Die Flut der Literatur über die Globalisierung seit den späten 80er Jahren, die hier zu kommentieren ist, erweist sich als kritiklos hinsichtlich der kapitalistischen Produktions- und Lebensweise als solcher. Was allgegenwärtig, apriorisch und scheinbar allmächtig ist, wird nicht mehr als besonderer Gegenstand wahrgenommen, sondern sedimentiert zum stummen Hintergrund oder wird zum allumfassenden »Äther« einer Gesellschaft, die in einer Haltung völliger Distanzlosigkeit zu sich selber intellektuell erstarrt.
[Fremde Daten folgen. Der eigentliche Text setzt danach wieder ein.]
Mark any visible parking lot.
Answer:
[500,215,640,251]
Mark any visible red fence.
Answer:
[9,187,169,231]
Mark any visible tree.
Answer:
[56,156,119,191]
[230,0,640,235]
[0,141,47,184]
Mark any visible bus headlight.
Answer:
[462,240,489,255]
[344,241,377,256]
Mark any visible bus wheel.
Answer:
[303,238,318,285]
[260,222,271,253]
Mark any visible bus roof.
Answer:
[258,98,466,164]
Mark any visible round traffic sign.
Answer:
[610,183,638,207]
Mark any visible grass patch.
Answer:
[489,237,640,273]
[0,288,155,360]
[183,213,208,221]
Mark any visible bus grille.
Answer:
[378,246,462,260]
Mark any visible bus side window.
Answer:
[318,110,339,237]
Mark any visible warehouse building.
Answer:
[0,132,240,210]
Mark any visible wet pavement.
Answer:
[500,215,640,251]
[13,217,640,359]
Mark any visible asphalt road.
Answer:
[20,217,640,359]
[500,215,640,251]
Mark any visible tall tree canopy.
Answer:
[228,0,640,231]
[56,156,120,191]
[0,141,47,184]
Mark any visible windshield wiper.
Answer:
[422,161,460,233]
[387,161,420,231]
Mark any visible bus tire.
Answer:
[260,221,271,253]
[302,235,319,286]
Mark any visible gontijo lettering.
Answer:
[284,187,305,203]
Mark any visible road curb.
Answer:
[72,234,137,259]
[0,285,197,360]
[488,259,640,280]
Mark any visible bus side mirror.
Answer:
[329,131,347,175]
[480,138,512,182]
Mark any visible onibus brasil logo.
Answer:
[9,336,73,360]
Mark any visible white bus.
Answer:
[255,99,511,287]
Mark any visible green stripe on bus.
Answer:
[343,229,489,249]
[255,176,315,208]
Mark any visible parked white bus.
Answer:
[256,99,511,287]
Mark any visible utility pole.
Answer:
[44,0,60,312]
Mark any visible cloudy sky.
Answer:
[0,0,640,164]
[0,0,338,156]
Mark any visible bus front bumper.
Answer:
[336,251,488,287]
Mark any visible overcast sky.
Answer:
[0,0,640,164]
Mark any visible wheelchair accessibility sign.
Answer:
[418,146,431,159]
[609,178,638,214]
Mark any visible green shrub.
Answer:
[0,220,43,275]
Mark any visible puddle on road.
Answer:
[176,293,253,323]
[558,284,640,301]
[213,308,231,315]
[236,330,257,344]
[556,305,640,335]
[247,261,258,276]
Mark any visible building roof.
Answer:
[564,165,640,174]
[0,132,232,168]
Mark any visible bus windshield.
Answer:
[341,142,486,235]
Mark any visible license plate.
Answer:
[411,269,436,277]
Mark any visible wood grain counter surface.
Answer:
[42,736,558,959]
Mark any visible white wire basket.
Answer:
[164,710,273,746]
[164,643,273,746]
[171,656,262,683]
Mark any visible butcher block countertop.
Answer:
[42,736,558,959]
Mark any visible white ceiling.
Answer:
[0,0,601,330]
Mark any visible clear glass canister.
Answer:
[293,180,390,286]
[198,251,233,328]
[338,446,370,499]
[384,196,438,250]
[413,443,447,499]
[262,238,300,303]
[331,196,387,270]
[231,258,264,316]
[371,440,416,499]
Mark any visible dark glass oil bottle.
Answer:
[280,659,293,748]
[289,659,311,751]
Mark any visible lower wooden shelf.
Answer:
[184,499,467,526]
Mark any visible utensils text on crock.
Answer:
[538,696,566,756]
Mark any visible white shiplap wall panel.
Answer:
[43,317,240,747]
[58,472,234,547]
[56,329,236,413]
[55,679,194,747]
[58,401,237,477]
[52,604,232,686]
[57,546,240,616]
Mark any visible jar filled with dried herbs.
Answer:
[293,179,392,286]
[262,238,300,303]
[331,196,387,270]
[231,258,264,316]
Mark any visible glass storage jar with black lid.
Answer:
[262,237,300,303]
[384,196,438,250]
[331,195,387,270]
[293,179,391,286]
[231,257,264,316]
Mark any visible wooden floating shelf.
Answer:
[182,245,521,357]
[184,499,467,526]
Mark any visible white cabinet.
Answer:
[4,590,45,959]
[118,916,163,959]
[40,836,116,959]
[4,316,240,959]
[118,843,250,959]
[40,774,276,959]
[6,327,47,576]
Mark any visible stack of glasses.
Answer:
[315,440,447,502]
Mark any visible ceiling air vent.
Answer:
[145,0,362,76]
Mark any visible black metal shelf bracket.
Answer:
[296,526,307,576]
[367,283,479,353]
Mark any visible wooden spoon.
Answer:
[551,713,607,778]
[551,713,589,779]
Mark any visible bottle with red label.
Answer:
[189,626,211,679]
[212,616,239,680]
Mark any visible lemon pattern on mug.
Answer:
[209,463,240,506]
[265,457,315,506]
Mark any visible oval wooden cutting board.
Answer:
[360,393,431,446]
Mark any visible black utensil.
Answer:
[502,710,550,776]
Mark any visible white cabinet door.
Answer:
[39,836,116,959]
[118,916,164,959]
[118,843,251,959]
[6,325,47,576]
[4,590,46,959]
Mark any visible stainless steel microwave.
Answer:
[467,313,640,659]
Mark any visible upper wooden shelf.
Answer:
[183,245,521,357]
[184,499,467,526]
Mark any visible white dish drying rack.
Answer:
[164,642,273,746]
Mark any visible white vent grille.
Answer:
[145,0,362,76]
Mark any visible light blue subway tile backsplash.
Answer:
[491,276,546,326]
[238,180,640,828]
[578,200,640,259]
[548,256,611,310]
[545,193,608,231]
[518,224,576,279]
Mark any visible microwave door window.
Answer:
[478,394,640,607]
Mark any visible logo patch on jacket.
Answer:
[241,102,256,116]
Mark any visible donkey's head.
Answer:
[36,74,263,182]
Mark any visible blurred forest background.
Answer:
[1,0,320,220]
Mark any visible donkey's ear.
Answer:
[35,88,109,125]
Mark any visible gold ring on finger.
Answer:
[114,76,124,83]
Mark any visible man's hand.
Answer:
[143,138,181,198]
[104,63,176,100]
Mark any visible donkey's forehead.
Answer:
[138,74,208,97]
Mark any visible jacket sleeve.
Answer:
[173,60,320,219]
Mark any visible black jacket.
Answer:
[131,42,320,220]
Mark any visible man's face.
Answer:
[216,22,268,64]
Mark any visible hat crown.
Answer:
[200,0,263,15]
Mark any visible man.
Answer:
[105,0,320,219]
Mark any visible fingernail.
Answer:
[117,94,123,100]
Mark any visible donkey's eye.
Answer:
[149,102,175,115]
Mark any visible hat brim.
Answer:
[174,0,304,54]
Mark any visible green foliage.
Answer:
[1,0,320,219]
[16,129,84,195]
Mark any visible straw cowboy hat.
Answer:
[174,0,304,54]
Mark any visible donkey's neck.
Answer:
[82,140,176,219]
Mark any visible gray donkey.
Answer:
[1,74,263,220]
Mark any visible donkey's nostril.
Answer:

Damit ist im gesellschaftlichen Mainstreambewusstsein (die sogenannte Wissenschaft eingeschlossen) auch die Grundvoraussetzung jeder Theorie hinfällig geworden, nämlich die virtuelle Außen- oder Vogelperspektive – die Fähigkeit also, »neben sich« zu treten und die eigenen Verhältnisse gewissermaßen von oben oder von außen zu betrachten. Es gibt in der herrschenden Scheindebatte, die den großen Weltkonsens von »Marktwirtschaft-und-Demokratie« immer schon voraussetzt, nur noch die kapitalistische Innen- oder Froschperspektive. Das macht diese Debatte so öde und sinnlos. Die distanzlose, verzerrte Innenwahrnehmung kann sich zu keinerlei theoretischer Reflexion mehr erheben, die diesen Namen auch nur im entferntesten verdienen würde. Was als Reflexion erscheint oder sich selber dafür ausgibt, ist von vornherein phänomenologisch beschränkt. Diese Beschränktheit entspricht allerdings ganz dem postmodernen Credo, das bekanntlich jede Differenz von Wesen und Erscheinung ableugnet und das »Ende der Großen Erzählungen« verkündet, sprich: das Ende der aufs Ganze gehenden Theorie, die den Zusammenhang von Wesen und Erscheinung durch kritische Reflexion herzustellen sucht.